The interactions of proteins to form complexes play a crucial role in cell function. Data on protein-protein or pairwise interactions (PPI) typically come from a combination of sample separation and mass spectrometry. Since 2010, several extensive, high-throughput mass spectrometry-based experimental studies have dramatically expanded public repositories for PPI data and, by extension, our knowledge of protein complexes. Unfortunately, challenges of limited overlap between experiments, modality-oriented biases, and prohibitive costs of experimental reproducibility continue to limit coverage of the human protein assembly map, both underscoring the need for and spurring the development of relevant computational approaches. Here, we present a new method for predicting the strength of protein interactions. It addresses two important issues that have limited past PPI prediction approaches: incomplete feature sets and incomplete proteome coverage. For a given collection of protein pairs, we fused data from heterogeneous sources into a feature matrix and identified the minimal set of feature partitions for which a non-empty set of protein pairs had complete values. For each such feature partition, we trained a classifier to predict PPI probabilities. We then calculated an overall prediction for a given protein pair by weighting the probabilities from all models that applied to that pair. Our approach accurately identified known and highly probable PPI, far exceeding the performance of current approaches and providing more complete proteome coverage. We then used the predicted probabilities to assemble complexes using previously-described graph-based tools and clustering algorithms and again obtained improved results. Lastly, we used features for three human cell lines to predict PPI and complex scores and identified complexes predicted to differ between those cell lines.
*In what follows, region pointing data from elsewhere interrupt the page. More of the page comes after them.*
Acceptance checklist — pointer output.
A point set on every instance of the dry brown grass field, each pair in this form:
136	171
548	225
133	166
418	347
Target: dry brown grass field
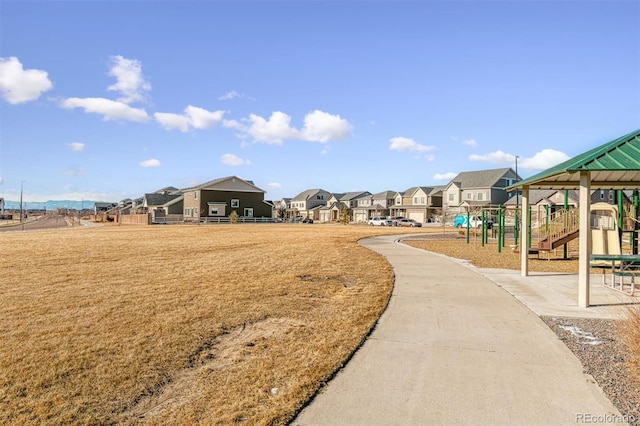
181	324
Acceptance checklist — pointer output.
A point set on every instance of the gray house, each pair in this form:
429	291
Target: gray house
478	189
219	197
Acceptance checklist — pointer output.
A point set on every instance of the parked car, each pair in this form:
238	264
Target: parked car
460	221
409	222
380	221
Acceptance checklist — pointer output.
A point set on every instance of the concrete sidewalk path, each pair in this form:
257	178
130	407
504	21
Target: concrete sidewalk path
455	348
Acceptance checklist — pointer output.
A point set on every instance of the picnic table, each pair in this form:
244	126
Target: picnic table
621	266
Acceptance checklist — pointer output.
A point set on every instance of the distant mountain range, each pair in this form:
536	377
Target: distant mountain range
49	205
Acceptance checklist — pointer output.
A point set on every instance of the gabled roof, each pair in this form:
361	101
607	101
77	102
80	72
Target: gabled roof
384	195
229	183
480	178
156	199
305	195
614	165
354	195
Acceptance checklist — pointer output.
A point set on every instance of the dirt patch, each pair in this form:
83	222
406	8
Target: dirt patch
216	354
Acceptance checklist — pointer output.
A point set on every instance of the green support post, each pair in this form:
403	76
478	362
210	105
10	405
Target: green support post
566	209
636	226
482	230
546	218
515	227
499	218
467	226
529	227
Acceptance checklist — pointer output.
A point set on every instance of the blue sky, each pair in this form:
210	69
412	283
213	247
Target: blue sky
110	100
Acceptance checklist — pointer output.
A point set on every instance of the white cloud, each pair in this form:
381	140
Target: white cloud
234	160
540	161
444	176
406	144
497	157
150	163
233	124
272	131
543	160
110	110
198	118
131	83
77	146
320	126
75	171
18	85
229	95
172	121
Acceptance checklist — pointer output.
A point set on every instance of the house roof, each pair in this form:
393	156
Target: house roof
305	195
229	183
353	195
384	195
614	165
156	199
480	178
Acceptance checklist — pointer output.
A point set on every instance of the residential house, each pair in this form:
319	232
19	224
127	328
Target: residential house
281	208
419	203
340	202
362	210
308	203
373	205
219	197
475	190
162	203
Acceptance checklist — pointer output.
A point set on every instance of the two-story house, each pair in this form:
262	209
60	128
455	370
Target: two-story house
478	189
418	203
308	203
220	197
340	202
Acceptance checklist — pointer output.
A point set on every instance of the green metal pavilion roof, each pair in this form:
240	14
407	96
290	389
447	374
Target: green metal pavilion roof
614	165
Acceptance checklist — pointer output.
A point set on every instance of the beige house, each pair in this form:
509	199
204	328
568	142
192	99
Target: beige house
477	189
419	203
308	203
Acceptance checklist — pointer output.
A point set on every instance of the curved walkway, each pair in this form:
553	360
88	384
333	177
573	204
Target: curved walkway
454	348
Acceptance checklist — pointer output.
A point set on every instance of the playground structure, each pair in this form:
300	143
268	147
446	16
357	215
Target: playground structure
552	227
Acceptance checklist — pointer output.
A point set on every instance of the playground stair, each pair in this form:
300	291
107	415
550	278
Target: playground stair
563	227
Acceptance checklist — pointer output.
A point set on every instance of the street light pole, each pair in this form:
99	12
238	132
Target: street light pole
21	188
517	192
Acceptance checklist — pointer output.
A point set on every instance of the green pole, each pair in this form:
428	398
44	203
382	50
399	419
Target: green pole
636	227
566	209
515	227
546	218
529	226
499	229
482	230
467	226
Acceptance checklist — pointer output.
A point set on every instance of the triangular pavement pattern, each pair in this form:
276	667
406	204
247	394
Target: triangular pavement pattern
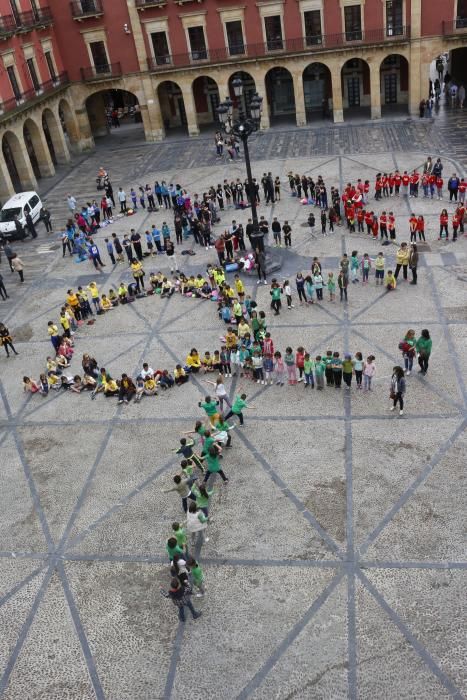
20	527
388	666
402	455
60	464
51	647
432	523
257	623
130	627
432	605
319	481
13	615
315	664
278	529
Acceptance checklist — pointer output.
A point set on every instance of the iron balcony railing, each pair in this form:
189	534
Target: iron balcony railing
455	26
101	72
141	4
86	8
278	46
24	97
24	21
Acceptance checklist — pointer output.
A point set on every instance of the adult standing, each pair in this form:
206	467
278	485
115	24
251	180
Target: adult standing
136	241
402	260
30	225
138	274
122	200
47	219
413	262
10	254
3	292
170	252
453	187
180	597
95	255
6	340
423	346
71	202
397	390
260	264
18	266
219	245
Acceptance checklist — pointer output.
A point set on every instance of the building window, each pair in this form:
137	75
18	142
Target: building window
14	82
394	17
160	47
15	11
461	17
273	28
312	20
99	56
234	33
50	65
33	74
197	43
353	22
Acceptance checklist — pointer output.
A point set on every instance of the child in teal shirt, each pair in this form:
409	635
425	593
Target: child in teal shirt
308	367
320	368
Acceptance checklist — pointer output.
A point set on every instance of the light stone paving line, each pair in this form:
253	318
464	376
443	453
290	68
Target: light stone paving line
421	380
413	565
269	664
33	490
299	505
447	334
4	681
349	530
420	479
413	641
100	453
121	504
20	585
88	657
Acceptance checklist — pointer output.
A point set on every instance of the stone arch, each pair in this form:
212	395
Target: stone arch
394	84
68	122
172	105
55	138
280	94
36	147
317	89
111	109
356	88
249	89
206	99
19	169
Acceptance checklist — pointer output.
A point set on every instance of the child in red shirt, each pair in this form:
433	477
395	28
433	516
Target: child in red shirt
421	228
439	187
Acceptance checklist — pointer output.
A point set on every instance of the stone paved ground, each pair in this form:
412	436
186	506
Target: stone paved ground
336	561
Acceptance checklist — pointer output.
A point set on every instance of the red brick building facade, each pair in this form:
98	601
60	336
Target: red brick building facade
62	63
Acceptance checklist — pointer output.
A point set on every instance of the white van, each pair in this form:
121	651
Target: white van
19	205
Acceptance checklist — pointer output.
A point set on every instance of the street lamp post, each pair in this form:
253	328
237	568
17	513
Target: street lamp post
242	128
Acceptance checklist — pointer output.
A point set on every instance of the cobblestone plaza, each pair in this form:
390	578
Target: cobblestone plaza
336	561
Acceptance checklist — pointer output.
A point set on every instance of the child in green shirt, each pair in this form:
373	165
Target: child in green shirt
347	370
197	576
308	367
180	535
320	368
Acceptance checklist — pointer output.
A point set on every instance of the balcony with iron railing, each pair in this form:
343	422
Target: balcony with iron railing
143	4
457	26
101	72
25	21
81	9
24	99
316	43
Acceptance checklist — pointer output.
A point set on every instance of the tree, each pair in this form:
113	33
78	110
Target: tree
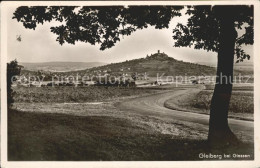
212	28
13	69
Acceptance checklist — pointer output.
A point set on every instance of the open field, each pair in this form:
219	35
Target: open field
241	104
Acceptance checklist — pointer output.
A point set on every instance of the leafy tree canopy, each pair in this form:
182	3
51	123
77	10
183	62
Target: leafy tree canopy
106	24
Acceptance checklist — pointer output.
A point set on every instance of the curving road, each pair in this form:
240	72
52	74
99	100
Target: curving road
153	105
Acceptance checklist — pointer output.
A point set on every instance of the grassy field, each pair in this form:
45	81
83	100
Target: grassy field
75	94
241	104
76	124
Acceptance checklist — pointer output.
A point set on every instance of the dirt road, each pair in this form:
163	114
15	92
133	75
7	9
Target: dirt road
153	106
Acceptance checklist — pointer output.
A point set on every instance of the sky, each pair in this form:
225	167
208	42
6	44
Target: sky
40	45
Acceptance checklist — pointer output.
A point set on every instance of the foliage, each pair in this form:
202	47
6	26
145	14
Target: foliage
105	25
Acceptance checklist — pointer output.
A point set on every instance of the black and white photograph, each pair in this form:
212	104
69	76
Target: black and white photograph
100	81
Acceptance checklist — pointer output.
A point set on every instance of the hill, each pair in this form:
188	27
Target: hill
60	66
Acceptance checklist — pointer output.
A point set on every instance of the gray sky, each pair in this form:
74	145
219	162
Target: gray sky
40	45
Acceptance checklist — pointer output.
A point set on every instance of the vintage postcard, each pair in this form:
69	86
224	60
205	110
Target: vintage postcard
130	84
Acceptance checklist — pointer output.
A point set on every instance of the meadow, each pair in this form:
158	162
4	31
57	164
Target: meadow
241	103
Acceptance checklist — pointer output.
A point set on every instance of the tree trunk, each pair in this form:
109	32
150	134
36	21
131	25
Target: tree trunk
219	131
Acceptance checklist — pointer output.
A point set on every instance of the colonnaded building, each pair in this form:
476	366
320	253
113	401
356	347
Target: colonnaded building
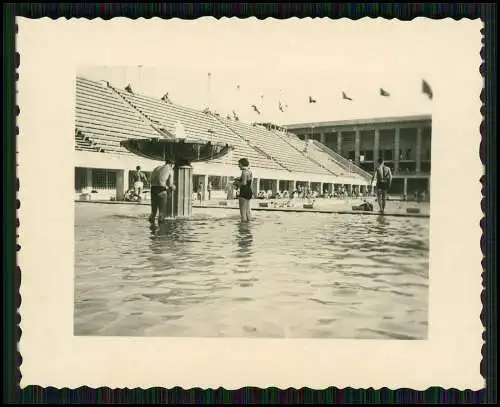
403	142
280	160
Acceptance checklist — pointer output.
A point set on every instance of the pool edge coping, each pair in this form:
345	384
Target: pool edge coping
295	210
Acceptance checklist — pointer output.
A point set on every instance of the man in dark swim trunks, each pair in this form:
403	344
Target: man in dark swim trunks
162	186
245	185
384	180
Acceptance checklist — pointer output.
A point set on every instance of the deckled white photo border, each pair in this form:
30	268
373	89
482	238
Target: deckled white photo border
51	50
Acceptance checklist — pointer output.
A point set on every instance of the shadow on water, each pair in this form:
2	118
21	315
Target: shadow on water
244	240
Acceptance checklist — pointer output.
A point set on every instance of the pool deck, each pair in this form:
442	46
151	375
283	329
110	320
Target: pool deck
394	208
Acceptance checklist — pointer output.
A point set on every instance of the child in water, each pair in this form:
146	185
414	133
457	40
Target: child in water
245	185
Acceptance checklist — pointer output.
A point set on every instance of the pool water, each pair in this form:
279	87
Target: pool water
294	275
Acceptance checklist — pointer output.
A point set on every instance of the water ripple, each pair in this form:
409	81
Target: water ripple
282	275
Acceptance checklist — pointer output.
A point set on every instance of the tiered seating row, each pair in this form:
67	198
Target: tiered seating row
102	116
312	151
275	147
197	125
342	161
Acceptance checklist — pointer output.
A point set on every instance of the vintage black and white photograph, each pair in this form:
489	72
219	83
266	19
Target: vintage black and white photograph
283	195
298	194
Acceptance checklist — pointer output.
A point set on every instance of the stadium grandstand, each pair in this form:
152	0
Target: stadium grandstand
280	160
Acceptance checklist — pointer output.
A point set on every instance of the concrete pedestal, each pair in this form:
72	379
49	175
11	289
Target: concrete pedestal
183	195
179	202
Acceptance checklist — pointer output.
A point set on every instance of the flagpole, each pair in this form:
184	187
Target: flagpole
209	95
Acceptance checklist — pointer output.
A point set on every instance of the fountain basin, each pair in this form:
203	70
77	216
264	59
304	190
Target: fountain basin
180	151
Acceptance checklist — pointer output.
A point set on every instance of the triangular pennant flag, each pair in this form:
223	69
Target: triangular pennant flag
384	92
345	97
165	97
255	109
426	89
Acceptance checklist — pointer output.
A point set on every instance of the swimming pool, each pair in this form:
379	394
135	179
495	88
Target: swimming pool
296	275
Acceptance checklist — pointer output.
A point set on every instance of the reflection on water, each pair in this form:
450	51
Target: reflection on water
281	275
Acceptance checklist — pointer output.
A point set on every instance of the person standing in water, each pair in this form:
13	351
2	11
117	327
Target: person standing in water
245	185
384	180
162	185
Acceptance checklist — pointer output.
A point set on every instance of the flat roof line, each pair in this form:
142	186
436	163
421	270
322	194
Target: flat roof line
375	120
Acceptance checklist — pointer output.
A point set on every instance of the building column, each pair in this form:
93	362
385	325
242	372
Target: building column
396	150
418	153
376	148
204	191
121	184
357	142
88	178
256	186
275	186
322	138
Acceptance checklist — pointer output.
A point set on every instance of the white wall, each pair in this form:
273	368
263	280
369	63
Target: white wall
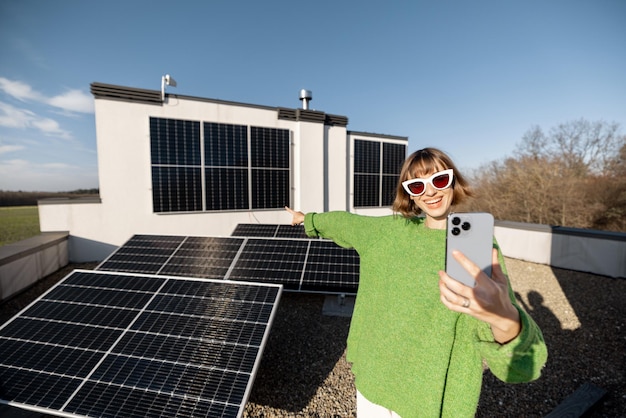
320	175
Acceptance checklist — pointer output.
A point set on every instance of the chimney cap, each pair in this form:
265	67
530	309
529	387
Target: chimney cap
306	94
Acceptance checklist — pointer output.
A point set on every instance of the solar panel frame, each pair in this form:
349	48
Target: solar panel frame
40	365
264	257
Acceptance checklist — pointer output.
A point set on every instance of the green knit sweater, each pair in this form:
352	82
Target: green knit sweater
409	353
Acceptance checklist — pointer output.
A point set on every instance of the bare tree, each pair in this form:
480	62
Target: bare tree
553	178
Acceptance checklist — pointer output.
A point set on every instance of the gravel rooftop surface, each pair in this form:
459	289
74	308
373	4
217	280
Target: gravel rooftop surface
304	372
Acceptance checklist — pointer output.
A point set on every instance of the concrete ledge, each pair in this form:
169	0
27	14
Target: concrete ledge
24	263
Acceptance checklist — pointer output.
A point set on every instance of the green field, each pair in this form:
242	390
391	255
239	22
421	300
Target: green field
18	223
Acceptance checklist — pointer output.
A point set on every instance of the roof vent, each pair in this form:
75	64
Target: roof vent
306	96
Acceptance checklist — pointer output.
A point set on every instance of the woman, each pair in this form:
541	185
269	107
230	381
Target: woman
418	337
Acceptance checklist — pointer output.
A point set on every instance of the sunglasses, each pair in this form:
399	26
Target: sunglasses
440	181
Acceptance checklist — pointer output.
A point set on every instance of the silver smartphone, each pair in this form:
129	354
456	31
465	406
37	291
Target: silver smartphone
472	234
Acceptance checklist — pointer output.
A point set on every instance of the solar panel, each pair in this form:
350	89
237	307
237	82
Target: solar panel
302	265
269	231
118	344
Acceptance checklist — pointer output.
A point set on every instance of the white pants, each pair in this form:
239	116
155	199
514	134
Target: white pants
367	409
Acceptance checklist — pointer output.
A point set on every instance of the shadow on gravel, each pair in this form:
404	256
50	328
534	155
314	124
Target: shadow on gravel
302	349
594	353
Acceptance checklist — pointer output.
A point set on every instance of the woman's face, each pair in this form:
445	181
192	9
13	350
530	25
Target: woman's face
435	204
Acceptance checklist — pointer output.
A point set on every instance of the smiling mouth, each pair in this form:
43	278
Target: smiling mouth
432	202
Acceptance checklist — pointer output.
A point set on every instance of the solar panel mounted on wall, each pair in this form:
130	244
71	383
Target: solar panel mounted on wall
113	344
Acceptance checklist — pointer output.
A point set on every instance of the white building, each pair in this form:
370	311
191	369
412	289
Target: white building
179	165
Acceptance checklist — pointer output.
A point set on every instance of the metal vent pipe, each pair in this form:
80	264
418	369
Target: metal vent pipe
306	96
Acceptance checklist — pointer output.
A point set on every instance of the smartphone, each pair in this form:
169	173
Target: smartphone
472	234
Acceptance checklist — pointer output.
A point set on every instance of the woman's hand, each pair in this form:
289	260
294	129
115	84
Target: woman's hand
297	217
488	300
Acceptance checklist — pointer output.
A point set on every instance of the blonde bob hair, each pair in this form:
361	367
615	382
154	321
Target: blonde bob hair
420	164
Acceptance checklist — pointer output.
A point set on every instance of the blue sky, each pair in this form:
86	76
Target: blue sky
470	77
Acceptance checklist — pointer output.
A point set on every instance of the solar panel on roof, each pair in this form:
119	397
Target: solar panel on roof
116	344
269	231
303	265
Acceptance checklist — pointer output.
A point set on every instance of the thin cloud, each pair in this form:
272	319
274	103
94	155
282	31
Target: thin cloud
72	100
5	149
13	117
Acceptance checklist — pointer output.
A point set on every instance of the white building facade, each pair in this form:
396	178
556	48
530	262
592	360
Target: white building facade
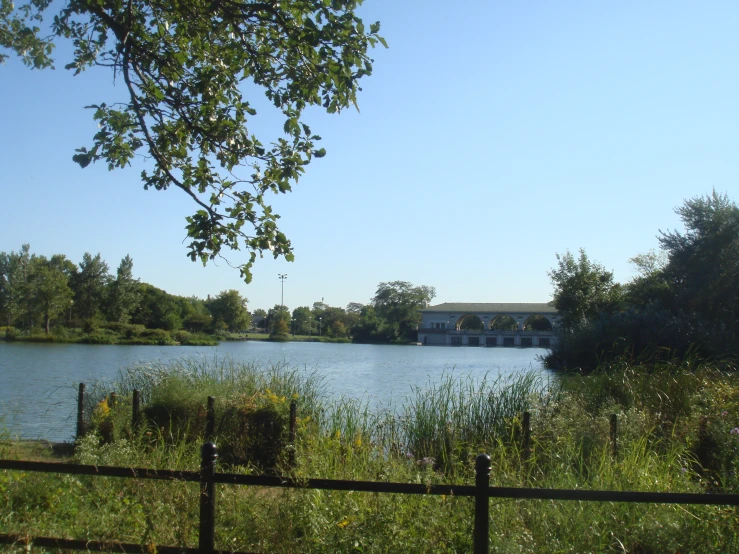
489	325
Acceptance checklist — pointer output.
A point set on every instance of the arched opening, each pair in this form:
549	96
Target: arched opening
537	322
470	322
503	323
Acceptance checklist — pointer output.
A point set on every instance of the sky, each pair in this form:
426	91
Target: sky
491	136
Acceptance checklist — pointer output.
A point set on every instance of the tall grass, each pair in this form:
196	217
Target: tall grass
664	414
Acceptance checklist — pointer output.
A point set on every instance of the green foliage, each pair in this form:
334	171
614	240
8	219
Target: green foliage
89	285
399	303
184	68
280	331
345	439
10	333
685	297
230	307
124	293
583	289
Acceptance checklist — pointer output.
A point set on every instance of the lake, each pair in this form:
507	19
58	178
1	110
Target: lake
38	382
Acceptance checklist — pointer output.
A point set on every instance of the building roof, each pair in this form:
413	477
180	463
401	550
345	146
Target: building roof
518	307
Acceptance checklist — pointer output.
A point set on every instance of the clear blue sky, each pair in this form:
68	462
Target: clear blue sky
492	135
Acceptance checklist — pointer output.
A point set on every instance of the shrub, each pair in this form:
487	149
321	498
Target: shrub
11	333
157	336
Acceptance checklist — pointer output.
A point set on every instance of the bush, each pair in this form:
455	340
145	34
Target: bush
10	333
157	336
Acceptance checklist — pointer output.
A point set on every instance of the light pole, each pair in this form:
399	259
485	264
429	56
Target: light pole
282	277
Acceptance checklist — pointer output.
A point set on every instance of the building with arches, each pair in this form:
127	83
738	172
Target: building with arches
489	324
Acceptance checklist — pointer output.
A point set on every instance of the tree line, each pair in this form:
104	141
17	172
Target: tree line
684	299
36	291
40	292
392	315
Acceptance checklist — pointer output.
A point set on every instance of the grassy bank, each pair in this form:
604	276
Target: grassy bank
677	424
117	333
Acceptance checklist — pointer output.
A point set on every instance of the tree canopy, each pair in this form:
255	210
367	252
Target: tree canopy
186	68
684	299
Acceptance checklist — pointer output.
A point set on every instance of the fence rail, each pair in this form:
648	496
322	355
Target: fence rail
208	478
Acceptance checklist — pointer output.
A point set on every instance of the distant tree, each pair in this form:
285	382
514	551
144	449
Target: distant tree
583	289
276	314
280	329
123	295
157	309
337	329
230	307
13	277
303	319
197	323
333	322
400	304
703	262
650	288
89	285
261	316
354	308
48	290
371	328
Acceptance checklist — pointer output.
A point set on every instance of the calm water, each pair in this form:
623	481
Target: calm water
38	381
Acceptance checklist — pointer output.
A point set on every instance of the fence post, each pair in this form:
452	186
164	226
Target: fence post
614	438
210	419
136	407
482	504
207	535
81	411
293	432
526	435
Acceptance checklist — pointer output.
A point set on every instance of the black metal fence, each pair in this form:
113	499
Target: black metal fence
209	477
蛋白质相互作用形成复合物在细胞功能中起着至关重要的作用。蛋白质 - 蛋白质或成对相互作用(PPI)的数据通常来自样品分离和质谱分析的结合。自2010年以来,几项基于高通量质谱的广泛实验研究极大地扩展了PPI数据的公共储存库,进而扩展了我们对蛋白质复合物的认识。不幸的是,实验之间重叠有限、面向模式的偏差以及实验可重复性的高昂成本等挑战,继续限制了人类蛋白质组装图谱的覆盖范围,这既凸显了对相关计算方法的需求,也推动了其发展。在此,我们提出了一种预测蛋白质相互作用强度的新方法。它解决了过去PPI预测方法所受限制的两个重要问题:特征集不完整和蛋白质组覆盖不完整。对于给定的蛋白质对集合,我们将来自异构源的数据融合到一个特征矩阵中,并确定了一组最小的特征分区,对于这组分区,有一组非空的蛋白质对具有完整的值。对于每个这样的特征分区,我们训练了一个分类器来预测PPI概率。然后,我们通过对应用于该蛋白质对的所有模型的概率进行加权,计算出给定蛋白质对的总体预测。我们的方法准确地识别出已知的和极有可能的PPI,远远超过了当前方法的性能,并提供了更完整的蛋白质组覆盖范围。然后,我们使用预测概率,通过先前描述的基于图的工具和聚类算法来组装复合物,再次获得了改进的结果。最后,我们使用三种人类细胞系的特征来预测PPI和复合物得分,并识别出预计在这些细胞系之间存在差异的复合物。